In many of the areas investigated, the three regions of Tasmania – Hobart/South, North and North-West – feature in the 10 lowest performing, from a decline in property values to non-residential construction.
Tasmanian Council of Social Service chief executive Tony Reidy said the results were not surprising.
He said it was well known that a third of the state’s population received some kind of Commonwealth benefit, which is well above the national average of 23 per cent.
He said the state topped the list for the highest rate of unemployment, youth unemployment, oldest population, fastest ageing population and we also have the greatest proportion of disability pensioners.

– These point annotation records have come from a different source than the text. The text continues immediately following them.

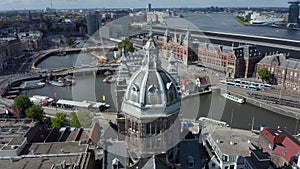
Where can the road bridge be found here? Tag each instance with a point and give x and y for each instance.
(264, 44)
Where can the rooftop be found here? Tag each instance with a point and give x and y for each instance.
(55, 148)
(233, 141)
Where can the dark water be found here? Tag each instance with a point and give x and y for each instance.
(88, 87)
(213, 105)
(68, 60)
(236, 115)
(227, 23)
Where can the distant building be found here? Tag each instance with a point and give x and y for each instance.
(180, 46)
(284, 71)
(293, 19)
(31, 40)
(148, 7)
(235, 62)
(281, 145)
(9, 48)
(93, 22)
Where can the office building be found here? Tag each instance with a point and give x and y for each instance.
(293, 18)
(93, 22)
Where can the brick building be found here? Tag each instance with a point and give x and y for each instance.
(181, 47)
(9, 48)
(284, 71)
(281, 145)
(235, 62)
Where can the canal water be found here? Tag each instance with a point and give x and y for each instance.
(68, 60)
(92, 88)
(221, 22)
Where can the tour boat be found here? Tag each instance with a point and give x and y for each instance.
(32, 84)
(233, 98)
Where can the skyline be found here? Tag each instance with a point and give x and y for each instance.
(68, 4)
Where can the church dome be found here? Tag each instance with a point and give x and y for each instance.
(151, 89)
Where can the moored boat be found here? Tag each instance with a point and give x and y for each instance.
(32, 84)
(233, 98)
(56, 83)
(109, 79)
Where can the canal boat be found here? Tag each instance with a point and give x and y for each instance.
(109, 79)
(233, 98)
(32, 84)
(59, 83)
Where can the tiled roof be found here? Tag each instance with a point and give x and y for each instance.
(95, 133)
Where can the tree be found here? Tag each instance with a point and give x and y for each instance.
(74, 122)
(264, 74)
(59, 120)
(127, 45)
(21, 103)
(36, 112)
(85, 117)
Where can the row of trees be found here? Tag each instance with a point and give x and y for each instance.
(24, 108)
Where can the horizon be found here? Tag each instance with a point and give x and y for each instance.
(9, 5)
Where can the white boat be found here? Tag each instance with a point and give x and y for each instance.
(32, 84)
(267, 21)
(56, 83)
(98, 105)
(109, 79)
(39, 100)
(233, 98)
(49, 99)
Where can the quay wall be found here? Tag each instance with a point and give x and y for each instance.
(285, 111)
(49, 53)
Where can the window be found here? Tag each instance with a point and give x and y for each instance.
(190, 161)
(213, 165)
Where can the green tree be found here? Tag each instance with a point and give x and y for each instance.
(74, 122)
(85, 117)
(127, 45)
(59, 120)
(264, 74)
(21, 103)
(36, 112)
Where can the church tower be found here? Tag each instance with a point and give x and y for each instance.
(186, 43)
(121, 81)
(151, 107)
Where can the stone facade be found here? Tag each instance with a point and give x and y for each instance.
(285, 71)
(9, 48)
(181, 47)
(235, 62)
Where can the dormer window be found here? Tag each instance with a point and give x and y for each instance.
(190, 161)
(152, 89)
(135, 87)
(115, 163)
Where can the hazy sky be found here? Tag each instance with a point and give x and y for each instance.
(41, 4)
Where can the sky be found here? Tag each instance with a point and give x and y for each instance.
(63, 4)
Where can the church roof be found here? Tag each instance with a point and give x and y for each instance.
(151, 90)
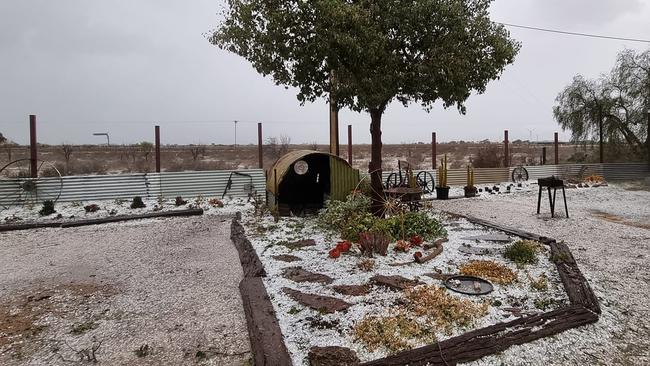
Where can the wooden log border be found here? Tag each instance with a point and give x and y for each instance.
(267, 343)
(266, 337)
(102, 220)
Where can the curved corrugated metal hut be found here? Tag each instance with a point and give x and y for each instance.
(301, 181)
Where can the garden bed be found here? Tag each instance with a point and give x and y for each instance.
(361, 305)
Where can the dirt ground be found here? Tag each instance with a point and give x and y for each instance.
(151, 292)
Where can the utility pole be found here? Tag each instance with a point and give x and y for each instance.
(235, 134)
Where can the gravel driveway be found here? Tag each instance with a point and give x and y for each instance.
(148, 292)
(609, 234)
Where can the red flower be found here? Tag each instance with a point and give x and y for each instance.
(417, 256)
(416, 240)
(344, 246)
(335, 253)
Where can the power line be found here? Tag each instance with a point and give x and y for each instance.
(574, 33)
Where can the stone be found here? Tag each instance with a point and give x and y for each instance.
(300, 244)
(439, 276)
(395, 282)
(298, 274)
(489, 237)
(352, 290)
(321, 303)
(332, 356)
(286, 258)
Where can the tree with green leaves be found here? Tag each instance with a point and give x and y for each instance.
(611, 108)
(363, 54)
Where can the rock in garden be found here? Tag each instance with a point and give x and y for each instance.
(301, 244)
(352, 290)
(439, 276)
(298, 274)
(332, 356)
(395, 282)
(325, 304)
(286, 258)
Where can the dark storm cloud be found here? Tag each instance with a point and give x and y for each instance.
(87, 66)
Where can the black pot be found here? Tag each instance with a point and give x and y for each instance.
(442, 193)
(470, 191)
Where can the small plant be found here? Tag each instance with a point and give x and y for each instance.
(47, 209)
(366, 265)
(539, 284)
(442, 173)
(92, 208)
(489, 270)
(442, 309)
(522, 252)
(402, 246)
(215, 202)
(142, 351)
(83, 327)
(137, 202)
(373, 243)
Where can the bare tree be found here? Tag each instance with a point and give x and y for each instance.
(197, 151)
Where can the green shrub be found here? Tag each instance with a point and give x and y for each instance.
(348, 218)
(137, 202)
(416, 223)
(47, 209)
(522, 252)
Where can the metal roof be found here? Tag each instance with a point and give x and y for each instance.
(284, 163)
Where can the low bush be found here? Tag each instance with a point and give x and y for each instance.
(489, 270)
(47, 209)
(91, 208)
(522, 252)
(416, 223)
(137, 202)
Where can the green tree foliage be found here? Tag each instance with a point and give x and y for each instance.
(617, 101)
(366, 53)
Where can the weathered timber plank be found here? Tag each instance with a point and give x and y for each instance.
(267, 343)
(482, 342)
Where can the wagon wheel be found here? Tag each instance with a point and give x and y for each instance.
(394, 180)
(519, 174)
(426, 181)
(17, 187)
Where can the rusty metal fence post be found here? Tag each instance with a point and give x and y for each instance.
(434, 152)
(33, 146)
(557, 149)
(350, 144)
(260, 151)
(506, 152)
(157, 132)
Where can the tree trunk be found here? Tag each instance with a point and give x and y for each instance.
(375, 163)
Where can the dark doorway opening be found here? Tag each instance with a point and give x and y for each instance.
(305, 193)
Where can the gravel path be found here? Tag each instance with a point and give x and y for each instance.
(150, 292)
(609, 234)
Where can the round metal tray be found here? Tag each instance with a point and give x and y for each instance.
(466, 285)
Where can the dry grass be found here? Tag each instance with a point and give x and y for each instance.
(489, 270)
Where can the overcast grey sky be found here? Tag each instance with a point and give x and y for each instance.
(122, 66)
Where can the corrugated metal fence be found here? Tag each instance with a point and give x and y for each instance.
(146, 185)
(213, 183)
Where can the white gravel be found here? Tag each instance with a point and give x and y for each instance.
(170, 284)
(615, 258)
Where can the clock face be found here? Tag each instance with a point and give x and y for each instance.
(300, 167)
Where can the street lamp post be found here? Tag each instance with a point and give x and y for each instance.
(108, 139)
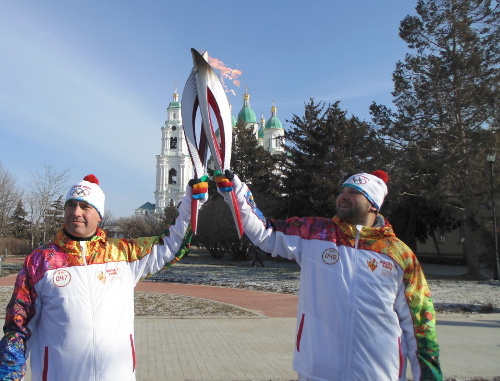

‘‘We can’t continue to sustain the unemployment rate, however, underemployment is also a big issue,’’ Mr Reidy said.
He said three quarters of people working part-time were seeking additional hours.
That was supported by the report, which stated that the North-West – with the highest rate of unemployment in the country at 20.5 per cent – also shows that part-time employment in the region makes up 42.2 per cent of all employed people.
Although unemployment declined in both Hobart/South and the North, across the country the regions still ranked in the top 10 in the fastest rise in unemployment rates from 2009 to 2014.
The report also showed:
●The North-West is the least wealthy region in the country.
●The North ranked as eighth least wealthy.
●Property values in the North-West declined by 9.7 per cent from 2010 to 2014.
●In the North it declined by 9.5 per cent.
●In non-residential construction, both the North and Hobart/South saw a more than 30 per cent decline and the North-West 12 per cent.